Özkan DİKMEN
MEVZU ASLINDA ÇOK BASİT
Günlerdir yazıyoruz, konuşuyoruz, söylüyoruz. Hatta yazıyorlar, konuşuyorlar ve de söylüyorlar. Ancak hiç birimiz bunun bilincinde değiliz. Virüsten bahsediyorum. O bildiğimiz virüsten. Hani doğduğumuzdan bu yana sanki maskeli geziyormuşuz hissiyatı veren virüsten.
Gelelim mevzuya. Temizlik, maske ve mesafe. Aslında çok basit üç kelime.

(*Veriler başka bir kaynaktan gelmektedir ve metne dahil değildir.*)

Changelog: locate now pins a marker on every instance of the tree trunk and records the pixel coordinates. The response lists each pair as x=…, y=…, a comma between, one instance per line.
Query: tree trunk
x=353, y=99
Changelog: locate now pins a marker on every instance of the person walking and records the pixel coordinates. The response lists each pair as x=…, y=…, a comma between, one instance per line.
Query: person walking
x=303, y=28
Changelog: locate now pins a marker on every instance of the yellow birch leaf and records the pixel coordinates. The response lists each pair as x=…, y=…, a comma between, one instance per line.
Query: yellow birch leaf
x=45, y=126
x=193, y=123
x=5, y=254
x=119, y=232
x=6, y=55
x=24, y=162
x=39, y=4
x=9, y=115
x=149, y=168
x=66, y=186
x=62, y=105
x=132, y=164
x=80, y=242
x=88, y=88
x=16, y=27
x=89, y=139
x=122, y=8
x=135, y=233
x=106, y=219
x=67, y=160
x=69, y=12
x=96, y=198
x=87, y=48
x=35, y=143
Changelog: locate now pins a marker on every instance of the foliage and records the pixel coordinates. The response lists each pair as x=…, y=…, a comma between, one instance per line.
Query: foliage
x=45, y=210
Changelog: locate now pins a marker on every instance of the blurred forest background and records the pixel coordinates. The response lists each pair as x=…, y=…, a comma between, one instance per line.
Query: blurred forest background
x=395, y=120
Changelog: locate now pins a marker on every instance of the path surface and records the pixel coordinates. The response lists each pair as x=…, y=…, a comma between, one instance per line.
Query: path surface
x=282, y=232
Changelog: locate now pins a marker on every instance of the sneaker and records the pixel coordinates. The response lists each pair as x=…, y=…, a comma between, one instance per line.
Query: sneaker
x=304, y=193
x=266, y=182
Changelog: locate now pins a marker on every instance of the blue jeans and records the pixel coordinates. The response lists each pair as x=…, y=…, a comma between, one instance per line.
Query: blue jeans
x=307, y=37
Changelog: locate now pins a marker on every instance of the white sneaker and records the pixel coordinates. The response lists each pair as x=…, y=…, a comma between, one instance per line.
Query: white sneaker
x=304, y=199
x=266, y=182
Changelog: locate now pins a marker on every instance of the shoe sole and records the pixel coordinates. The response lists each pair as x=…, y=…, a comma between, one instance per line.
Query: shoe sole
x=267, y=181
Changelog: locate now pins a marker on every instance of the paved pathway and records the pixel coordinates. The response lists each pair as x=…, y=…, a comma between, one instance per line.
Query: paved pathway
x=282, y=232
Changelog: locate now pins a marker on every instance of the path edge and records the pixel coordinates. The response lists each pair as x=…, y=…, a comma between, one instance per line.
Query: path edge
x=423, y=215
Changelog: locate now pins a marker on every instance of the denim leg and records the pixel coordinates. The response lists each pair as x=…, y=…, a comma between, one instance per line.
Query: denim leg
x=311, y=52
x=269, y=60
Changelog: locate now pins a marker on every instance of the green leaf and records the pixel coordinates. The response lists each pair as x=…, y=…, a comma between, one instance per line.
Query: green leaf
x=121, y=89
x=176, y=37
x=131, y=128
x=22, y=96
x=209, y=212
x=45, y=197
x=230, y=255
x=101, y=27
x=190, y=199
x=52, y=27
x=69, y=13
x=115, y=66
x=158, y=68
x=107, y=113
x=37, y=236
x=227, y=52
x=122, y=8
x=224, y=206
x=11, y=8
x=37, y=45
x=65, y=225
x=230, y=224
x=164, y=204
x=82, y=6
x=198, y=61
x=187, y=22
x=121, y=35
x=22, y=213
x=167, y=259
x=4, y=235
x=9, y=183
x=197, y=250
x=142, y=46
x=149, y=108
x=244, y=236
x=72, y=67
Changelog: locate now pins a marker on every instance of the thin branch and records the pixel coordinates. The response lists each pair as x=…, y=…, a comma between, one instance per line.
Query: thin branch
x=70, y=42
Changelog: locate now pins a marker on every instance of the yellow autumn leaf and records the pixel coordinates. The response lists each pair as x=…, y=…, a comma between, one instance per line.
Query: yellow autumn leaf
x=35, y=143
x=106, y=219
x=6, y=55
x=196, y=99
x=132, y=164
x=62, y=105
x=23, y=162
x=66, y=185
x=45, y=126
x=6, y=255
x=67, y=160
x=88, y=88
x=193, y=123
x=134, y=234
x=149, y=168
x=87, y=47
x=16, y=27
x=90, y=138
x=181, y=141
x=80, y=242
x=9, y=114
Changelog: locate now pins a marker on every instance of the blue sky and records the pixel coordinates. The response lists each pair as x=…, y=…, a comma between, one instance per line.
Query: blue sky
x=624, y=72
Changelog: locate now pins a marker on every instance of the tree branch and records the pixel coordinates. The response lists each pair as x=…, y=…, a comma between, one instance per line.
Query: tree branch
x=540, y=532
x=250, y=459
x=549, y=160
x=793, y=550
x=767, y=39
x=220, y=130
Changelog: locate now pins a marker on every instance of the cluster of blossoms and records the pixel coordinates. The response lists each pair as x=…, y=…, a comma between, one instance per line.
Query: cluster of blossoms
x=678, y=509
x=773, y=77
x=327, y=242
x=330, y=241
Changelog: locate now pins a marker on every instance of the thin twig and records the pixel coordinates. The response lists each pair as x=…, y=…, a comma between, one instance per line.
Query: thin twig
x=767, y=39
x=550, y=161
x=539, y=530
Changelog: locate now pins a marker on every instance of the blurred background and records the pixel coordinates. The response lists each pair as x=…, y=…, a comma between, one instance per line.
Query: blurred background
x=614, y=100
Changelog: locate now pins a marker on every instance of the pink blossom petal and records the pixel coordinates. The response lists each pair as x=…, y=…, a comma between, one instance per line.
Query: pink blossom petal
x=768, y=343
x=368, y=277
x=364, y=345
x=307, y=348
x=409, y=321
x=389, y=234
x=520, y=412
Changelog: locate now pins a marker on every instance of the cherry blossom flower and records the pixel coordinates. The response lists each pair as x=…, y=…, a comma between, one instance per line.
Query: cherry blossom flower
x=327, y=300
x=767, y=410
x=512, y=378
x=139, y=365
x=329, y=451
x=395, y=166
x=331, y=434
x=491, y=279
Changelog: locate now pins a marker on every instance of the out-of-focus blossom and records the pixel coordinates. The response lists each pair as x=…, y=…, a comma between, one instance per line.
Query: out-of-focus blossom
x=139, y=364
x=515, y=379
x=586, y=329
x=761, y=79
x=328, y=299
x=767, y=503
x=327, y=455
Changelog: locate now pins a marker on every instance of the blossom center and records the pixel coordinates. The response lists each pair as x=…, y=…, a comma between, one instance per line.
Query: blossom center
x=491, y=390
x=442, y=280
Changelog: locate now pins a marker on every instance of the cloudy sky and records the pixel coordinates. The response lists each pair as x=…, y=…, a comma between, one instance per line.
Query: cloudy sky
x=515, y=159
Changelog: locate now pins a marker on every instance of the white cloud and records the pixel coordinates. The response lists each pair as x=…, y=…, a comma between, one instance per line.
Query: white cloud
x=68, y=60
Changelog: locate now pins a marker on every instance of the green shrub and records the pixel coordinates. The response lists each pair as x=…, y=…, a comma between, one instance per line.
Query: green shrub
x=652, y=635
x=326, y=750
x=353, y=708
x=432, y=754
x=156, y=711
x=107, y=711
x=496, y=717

Ancak bu üç kelimenin hayatımızı koruma anlamında nasıl bir öneme sahip olduğunu ne kadar fark ediyoruz. İki haftada bir açıklanan yeni genelgelerden bulduğu boşlukla sokaklarda pervasızca dolaşan sorumuz insanlardan bahsedeceğiz tabi ama öncelikle Ak Parti’nin o meşhur kongrelerine değinmezsek olmaz.
Belli ki, virüsün yayılma hızını bu kongreler artırdı. Çok güzel bir ata sözünü hatırlatarak yazıya devam edelim. “Balık Baştan Kokar.” İşte bu minvalde halk gördüğü savrukluğu kendince bulduğu boşluklarla doldurarak sorumsuzluğa birkaç daha sorumsuzluk kattı.

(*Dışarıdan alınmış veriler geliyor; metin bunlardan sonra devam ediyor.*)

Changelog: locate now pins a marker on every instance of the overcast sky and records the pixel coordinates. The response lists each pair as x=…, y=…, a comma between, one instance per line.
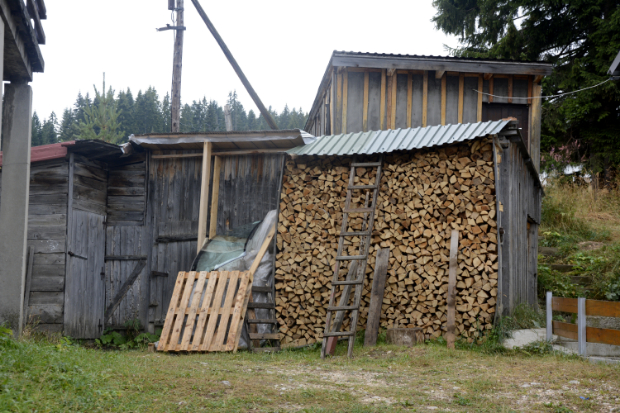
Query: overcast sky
x=282, y=46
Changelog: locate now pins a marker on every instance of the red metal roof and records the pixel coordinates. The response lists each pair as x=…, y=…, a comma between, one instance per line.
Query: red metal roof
x=47, y=152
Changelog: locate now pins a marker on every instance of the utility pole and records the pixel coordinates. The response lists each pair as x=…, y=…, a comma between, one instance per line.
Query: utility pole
x=177, y=68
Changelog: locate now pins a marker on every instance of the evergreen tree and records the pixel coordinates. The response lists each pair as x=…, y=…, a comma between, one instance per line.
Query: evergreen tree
x=69, y=127
x=581, y=39
x=36, y=139
x=101, y=120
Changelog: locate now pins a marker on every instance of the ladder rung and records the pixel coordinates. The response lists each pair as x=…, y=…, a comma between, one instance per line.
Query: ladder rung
x=352, y=282
x=356, y=210
x=339, y=334
x=365, y=164
x=351, y=257
x=264, y=336
x=262, y=321
x=355, y=234
x=345, y=308
x=261, y=305
x=362, y=187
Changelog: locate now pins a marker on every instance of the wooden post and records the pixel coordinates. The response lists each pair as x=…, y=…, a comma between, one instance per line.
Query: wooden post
x=549, y=311
x=454, y=250
x=263, y=110
x=215, y=197
x=376, y=297
x=177, y=68
x=204, y=194
x=581, y=326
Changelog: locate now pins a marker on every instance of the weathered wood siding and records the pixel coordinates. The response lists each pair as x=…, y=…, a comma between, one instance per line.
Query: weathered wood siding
x=47, y=218
x=345, y=95
x=128, y=237
x=521, y=201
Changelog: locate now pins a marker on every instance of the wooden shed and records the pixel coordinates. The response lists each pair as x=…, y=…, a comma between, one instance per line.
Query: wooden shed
x=372, y=91
x=475, y=178
x=112, y=226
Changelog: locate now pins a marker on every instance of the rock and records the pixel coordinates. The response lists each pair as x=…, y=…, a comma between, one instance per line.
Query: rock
x=405, y=336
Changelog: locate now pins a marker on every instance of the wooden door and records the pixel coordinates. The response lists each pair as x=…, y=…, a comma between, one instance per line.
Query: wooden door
x=85, y=284
x=498, y=111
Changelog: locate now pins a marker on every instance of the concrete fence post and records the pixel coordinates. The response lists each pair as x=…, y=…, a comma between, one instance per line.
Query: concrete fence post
x=581, y=325
x=549, y=310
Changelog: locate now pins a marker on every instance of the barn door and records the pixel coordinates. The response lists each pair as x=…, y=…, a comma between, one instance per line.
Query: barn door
x=85, y=286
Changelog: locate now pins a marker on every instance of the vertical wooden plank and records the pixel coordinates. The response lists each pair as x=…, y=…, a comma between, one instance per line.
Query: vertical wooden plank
x=215, y=197
x=393, y=111
x=390, y=80
x=218, y=343
x=451, y=301
x=382, y=102
x=204, y=310
x=365, y=104
x=193, y=309
x=376, y=297
x=204, y=194
x=444, y=81
x=345, y=99
x=425, y=99
x=214, y=311
x=480, y=88
x=69, y=240
x=409, y=98
x=461, y=97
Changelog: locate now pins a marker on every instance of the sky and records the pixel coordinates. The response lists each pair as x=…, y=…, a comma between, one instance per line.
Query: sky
x=282, y=46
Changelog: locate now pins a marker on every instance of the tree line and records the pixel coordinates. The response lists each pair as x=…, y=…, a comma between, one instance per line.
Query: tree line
x=112, y=117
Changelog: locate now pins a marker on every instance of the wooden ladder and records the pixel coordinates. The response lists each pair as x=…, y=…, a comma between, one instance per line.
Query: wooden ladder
x=359, y=262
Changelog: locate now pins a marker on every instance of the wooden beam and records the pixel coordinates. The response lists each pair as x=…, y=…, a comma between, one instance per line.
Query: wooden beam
x=338, y=102
x=204, y=194
x=215, y=196
x=394, y=88
x=443, y=99
x=345, y=98
x=480, y=88
x=389, y=101
x=425, y=99
x=365, y=103
x=451, y=299
x=382, y=102
x=461, y=96
x=263, y=110
x=376, y=297
x=409, y=98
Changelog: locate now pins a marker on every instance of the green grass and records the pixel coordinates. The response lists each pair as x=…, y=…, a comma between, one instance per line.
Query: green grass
x=60, y=377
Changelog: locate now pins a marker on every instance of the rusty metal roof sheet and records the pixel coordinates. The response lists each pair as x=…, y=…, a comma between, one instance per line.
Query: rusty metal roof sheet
x=400, y=139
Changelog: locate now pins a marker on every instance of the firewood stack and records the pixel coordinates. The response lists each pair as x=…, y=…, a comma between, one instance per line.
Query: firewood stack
x=423, y=196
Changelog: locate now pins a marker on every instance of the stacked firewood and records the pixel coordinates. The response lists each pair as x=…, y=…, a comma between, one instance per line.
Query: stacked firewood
x=423, y=196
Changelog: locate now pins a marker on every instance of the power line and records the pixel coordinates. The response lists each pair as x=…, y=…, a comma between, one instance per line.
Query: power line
x=543, y=97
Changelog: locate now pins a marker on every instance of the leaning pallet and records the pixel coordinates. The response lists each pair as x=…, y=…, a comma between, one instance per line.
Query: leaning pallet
x=207, y=309
x=424, y=195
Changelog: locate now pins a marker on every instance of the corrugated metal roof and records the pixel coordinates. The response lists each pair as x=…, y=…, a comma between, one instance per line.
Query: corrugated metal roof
x=399, y=139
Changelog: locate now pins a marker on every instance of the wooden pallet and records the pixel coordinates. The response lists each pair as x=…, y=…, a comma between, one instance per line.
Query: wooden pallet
x=206, y=311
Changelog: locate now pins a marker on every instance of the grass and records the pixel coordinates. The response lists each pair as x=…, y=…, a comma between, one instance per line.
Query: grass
x=574, y=217
x=43, y=376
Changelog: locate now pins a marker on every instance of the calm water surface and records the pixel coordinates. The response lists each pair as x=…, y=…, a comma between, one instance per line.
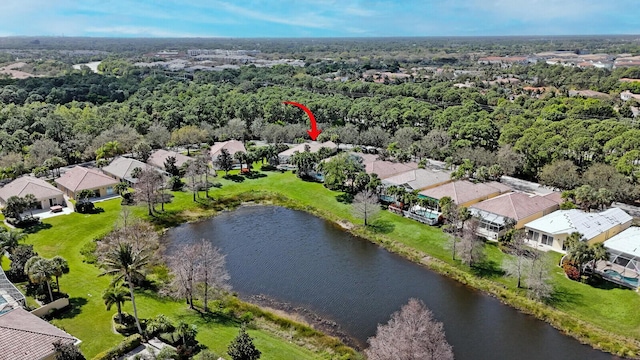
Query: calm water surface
x=297, y=258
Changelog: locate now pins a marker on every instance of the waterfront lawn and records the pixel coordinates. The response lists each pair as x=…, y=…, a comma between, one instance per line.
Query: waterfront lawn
x=613, y=309
x=89, y=321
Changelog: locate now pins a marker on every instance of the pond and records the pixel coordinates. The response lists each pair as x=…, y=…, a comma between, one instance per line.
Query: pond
x=303, y=260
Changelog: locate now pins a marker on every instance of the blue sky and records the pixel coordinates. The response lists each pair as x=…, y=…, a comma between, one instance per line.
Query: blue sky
x=316, y=18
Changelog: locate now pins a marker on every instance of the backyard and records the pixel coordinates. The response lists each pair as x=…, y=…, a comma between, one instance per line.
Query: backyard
x=606, y=308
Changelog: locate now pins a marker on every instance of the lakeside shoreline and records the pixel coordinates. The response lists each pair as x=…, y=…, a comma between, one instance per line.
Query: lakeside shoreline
x=585, y=332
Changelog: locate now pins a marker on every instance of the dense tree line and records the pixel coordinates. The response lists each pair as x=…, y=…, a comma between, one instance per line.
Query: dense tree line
x=79, y=116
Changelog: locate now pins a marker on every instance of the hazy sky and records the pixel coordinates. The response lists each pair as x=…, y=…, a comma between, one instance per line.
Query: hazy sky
x=316, y=18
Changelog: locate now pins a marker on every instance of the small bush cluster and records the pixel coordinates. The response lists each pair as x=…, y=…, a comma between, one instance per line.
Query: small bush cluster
x=571, y=270
x=85, y=207
x=122, y=348
x=25, y=222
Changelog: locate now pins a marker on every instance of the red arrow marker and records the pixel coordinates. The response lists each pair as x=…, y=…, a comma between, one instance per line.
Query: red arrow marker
x=314, y=132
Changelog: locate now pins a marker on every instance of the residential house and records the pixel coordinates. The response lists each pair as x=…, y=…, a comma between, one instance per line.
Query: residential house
x=232, y=146
x=384, y=168
x=623, y=265
x=81, y=178
x=158, y=158
x=46, y=193
x=25, y=336
x=122, y=168
x=418, y=179
x=464, y=192
x=552, y=230
x=314, y=147
x=496, y=213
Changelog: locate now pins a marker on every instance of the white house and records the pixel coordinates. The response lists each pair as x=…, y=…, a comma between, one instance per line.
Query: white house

Çok net bir şekilde ben Cumhurbaşkanı’nın İKNA edilerek bu kongreleri böyle yapma yönünde karar çıkarıldığını düşünüyorum. Farklı düşünenler de var. Konuştuğumuz bir sürü insan, kongrelerin her ne olursa olsun bir güç gösterisi olarak görülmesi nedeniyle virüsü bile hiçe sayarak binlerce insanın hayatını riske soktuğunu aktarıyorlar.
Herkesin fikri kendine. Saygı ve iyi niyet çerçevesinde bizler doğru bildiğimizi aktarmakla yükümlüyüz. Kadınların ev gezmelerini söylemiyorum bile. Ha bir de, virüs mevzusuna inanmayıp kendince komplo teorileri üretenler de var ki onlar ayrı bir vak-a. Durum böyle olurca ülkede üstü örtülü bir kaos hakim oluyor. Herkes kafasına göre bir kararla kendince yaşamaya çalışıyor.
Daha önceki yazılarımda da belirttim. Takip edenler bilir. Öncelikle bizler bir fert olarak kendimizi ve sevdiklerimizi koruma adına ne yapıyoruz? Ona bakmalıyız. Hemen burada bir atasözü daha iliştireyim. “Herkes kendi evinin önüne temizlemeli.”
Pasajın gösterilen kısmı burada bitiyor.